Les militaires le détestaient, la moitié des flics de la ville lui auraient volontiers troué la peau, les autres n’auraient pas pleuré longtemps : Calderón chassait sur leur terrain.
« Ricardo Ravelli, né le 07/07/1952, capitaine de corvette intégré à l’ESMA, où il exerce comme interrogateur jusqu’en 1981, soupçonné d’avoir participé au faux accident de voiture de Monseigneur Angelleli, évêque proche du Concile Vatican II, opposé à l’ultraconservatrice Église argentine qui supportait les généraux : suicidé. »
« Victor Taddei, né le 19/01/1943, membre de la police fédérale de 1967 à 1984, où il collabore avec les renseignements militaires : quitte le pays et sa famille en 2000 sans laisser d’adresse. »
« Ricardo Perez, né le 02/05/1941 à Mendoza, juge au tribunal militaire (1975/1982) puis à la Cour suprême : retrouvé baignant dans ses excréments, à quelques pas de son domicile. »
« Juan Revalde, né le 25/11/1950, officier interrogateur au Campo de Mayo (1976/1980), agent des services de renseignements (SIDE) jusqu’à sa mise à la retraite en 2003 à l’arrivée de Kirchner : mutique depuis deux ans, interné à l’hôpital psychiatrique de Rosario. »
« Hector Mancini, né le 14/06/1948, capitaine de frégate dans la Marine (1971/1981), décoré deux fois lors de la guerre des Malouines : héroïnomane, aujourd’hui sans domicile fixe. »
« Miguel Etschecolaz, né en 1929, directeur des enquêtes de la police provinciale de mars 1976 à décembre 1977, soupçonné d’être le planificateur de la “Nuit des crayons” où plusieurs étudiants furent enlevés, torturés et tués : retrouvé nu à l’aube, dans un terrain vague du Gran Buenos Aires. »
« Juan Cavalo, ministre de Carlos Menem et ancien ministre du Travail du gouvernement d’Isabel Perón ayant signé en 1975 le décret pour l’“éradication des subversifs” dans la province de Santa Fe : ruiné, s’exile au Paraguay en 2006. »
La liste était longue, non exhaustive. Elena Calderón ne savait pas tout — c’était leur destin de rescapés. En quinze ans d’exercice pour le compte des Grands-Mères, Rubén avait échappé à deux fusillades en pleine rue, à une fuite de gaz, au capot d’un véhicule sans plaques qui passait devant chez lui, aux promesses de viol sur sa mère et à trois agressions physiques sans conséquences graves. « Mémoire, vérité, justice » : depuis sa sortie de prison, les Grands-Mères n’avaient rien changé de leur méthode de harcèlement. C’était trop tard. Aucune menace, loi ou décret ne leur ferait lâcher prise : car c’étaient elles, désormais, les Mâchoires de l’Histoire.
L’été touchait à sa fin, et la vague de chaleur qui stagnait depuis un mois au-dessus de la ville s’était soudain vue balayée par un vent violent : le soir tombait et des trombes d’eau s’abattaient sur le trottoir avenida de Mayo, chassant les vendeurs de loterie sous les kiosques à journaux.
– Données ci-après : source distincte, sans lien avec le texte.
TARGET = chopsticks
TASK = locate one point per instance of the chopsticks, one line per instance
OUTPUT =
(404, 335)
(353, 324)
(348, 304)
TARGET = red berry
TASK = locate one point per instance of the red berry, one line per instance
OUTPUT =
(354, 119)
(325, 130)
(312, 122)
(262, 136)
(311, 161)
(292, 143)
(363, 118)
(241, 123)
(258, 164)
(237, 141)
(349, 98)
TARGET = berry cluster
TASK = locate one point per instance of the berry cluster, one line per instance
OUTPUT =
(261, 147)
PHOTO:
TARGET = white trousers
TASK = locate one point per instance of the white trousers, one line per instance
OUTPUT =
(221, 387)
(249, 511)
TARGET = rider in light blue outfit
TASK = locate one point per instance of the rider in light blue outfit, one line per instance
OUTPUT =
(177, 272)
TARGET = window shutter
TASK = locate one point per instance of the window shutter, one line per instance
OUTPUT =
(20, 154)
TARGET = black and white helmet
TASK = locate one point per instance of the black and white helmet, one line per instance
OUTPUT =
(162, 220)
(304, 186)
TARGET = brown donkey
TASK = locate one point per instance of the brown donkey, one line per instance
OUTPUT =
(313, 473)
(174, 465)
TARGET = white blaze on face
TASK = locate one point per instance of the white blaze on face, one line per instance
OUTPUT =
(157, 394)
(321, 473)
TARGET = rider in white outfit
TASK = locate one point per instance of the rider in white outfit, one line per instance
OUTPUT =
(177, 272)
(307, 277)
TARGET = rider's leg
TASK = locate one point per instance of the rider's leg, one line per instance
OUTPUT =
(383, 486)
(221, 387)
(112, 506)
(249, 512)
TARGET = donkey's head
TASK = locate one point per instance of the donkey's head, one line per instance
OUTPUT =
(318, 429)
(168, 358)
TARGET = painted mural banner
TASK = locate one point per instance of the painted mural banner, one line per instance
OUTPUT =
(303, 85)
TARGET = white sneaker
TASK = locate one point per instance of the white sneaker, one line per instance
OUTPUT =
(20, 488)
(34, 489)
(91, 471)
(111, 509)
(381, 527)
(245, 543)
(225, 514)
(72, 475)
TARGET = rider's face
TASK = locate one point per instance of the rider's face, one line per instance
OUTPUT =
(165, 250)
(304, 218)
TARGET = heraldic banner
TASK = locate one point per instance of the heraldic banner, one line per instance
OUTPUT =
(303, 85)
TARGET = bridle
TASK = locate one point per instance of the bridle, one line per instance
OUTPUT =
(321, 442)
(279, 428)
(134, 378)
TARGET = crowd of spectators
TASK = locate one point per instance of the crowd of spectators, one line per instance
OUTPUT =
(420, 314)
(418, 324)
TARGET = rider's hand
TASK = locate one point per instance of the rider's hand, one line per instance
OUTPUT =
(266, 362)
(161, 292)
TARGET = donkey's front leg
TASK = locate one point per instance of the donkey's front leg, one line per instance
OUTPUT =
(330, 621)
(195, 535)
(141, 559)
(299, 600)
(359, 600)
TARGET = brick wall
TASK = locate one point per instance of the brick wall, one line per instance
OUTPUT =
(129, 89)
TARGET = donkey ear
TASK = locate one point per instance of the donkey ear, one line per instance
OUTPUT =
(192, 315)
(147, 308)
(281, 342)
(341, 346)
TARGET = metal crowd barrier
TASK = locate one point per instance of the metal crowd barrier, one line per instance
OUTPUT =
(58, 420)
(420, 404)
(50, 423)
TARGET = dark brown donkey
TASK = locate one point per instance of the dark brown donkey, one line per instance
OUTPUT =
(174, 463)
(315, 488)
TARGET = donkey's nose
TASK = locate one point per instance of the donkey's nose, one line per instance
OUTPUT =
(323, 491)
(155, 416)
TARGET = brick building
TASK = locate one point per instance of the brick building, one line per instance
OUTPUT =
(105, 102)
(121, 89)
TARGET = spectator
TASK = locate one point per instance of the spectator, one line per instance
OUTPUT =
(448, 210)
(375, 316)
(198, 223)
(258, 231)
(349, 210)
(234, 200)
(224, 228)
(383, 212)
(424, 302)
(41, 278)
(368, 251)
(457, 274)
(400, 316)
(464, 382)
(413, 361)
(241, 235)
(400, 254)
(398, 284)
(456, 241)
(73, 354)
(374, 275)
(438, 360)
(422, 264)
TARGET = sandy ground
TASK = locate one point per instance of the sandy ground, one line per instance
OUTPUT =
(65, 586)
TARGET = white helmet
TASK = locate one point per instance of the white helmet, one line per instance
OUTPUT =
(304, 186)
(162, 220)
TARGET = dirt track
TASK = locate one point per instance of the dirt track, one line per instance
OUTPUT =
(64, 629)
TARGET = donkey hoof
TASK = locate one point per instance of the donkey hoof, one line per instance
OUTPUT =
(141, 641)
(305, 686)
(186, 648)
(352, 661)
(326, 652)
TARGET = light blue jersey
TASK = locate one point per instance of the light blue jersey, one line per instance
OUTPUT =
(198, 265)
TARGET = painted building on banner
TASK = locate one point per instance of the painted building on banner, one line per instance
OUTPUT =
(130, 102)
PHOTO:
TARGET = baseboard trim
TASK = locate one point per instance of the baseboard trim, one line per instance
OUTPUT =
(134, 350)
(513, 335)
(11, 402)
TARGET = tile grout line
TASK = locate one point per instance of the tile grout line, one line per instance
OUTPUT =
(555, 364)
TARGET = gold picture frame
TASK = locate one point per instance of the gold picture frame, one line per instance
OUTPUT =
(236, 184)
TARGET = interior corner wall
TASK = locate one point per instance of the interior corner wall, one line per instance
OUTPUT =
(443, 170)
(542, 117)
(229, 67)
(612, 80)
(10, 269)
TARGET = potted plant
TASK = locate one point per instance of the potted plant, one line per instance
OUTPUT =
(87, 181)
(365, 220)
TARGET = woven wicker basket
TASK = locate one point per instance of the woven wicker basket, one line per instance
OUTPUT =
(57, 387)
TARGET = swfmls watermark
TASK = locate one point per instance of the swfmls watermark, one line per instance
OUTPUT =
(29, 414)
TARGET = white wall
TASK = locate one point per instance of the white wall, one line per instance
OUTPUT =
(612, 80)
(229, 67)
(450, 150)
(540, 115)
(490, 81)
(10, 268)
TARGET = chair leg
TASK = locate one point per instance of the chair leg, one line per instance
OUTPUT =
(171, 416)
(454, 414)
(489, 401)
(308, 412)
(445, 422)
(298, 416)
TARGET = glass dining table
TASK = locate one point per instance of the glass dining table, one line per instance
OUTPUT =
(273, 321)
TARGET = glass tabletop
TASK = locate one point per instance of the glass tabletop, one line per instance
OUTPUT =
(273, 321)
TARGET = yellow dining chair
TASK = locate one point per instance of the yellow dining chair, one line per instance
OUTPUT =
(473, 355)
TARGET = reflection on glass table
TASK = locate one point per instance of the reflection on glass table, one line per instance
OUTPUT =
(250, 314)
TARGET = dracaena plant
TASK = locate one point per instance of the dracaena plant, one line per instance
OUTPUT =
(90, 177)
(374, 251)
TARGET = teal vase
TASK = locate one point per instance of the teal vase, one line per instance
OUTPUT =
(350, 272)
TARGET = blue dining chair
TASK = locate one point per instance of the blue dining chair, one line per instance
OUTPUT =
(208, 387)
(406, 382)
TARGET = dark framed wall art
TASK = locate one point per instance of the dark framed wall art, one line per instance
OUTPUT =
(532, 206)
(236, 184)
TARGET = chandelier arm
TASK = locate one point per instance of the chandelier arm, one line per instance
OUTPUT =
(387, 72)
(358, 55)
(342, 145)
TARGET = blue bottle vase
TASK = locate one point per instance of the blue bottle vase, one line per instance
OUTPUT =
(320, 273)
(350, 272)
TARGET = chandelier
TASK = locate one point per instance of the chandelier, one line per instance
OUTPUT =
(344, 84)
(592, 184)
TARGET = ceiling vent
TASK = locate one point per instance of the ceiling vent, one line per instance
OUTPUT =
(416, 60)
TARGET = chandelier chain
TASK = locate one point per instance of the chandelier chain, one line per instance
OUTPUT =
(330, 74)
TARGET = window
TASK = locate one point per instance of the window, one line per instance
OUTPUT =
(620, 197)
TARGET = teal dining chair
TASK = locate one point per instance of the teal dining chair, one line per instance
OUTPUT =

Des touristes trempés faisaient la queue devant le Café Tortoni malgré l’heure tardive ; Rubén lança une vanne au portier grisonnant qui, sous son parapluie et dans une livrée impeccable, l’accompagna jusqu’à la lourde porte aux poignées de laiton. Le Tortoni était le plus vieux bar de Buenos Aires : Borges y avait encore sa table, Gardel sa statue sous les vitraux astiqués. Le brouhaha feutré des clients contrastait avec le concert des assiettes que les serveurs endimanchés réexpédiaient en cuisine. Rubén traversa la salle au luxe d’une autre époque en répandant de l’eau de pluie sur la moquette épaisse ; il aperçut le visage débonnaire de Carlos derrière la vitre du salon fumeurs et salua son ami d’un fraternel abrazo, l’accolade locale.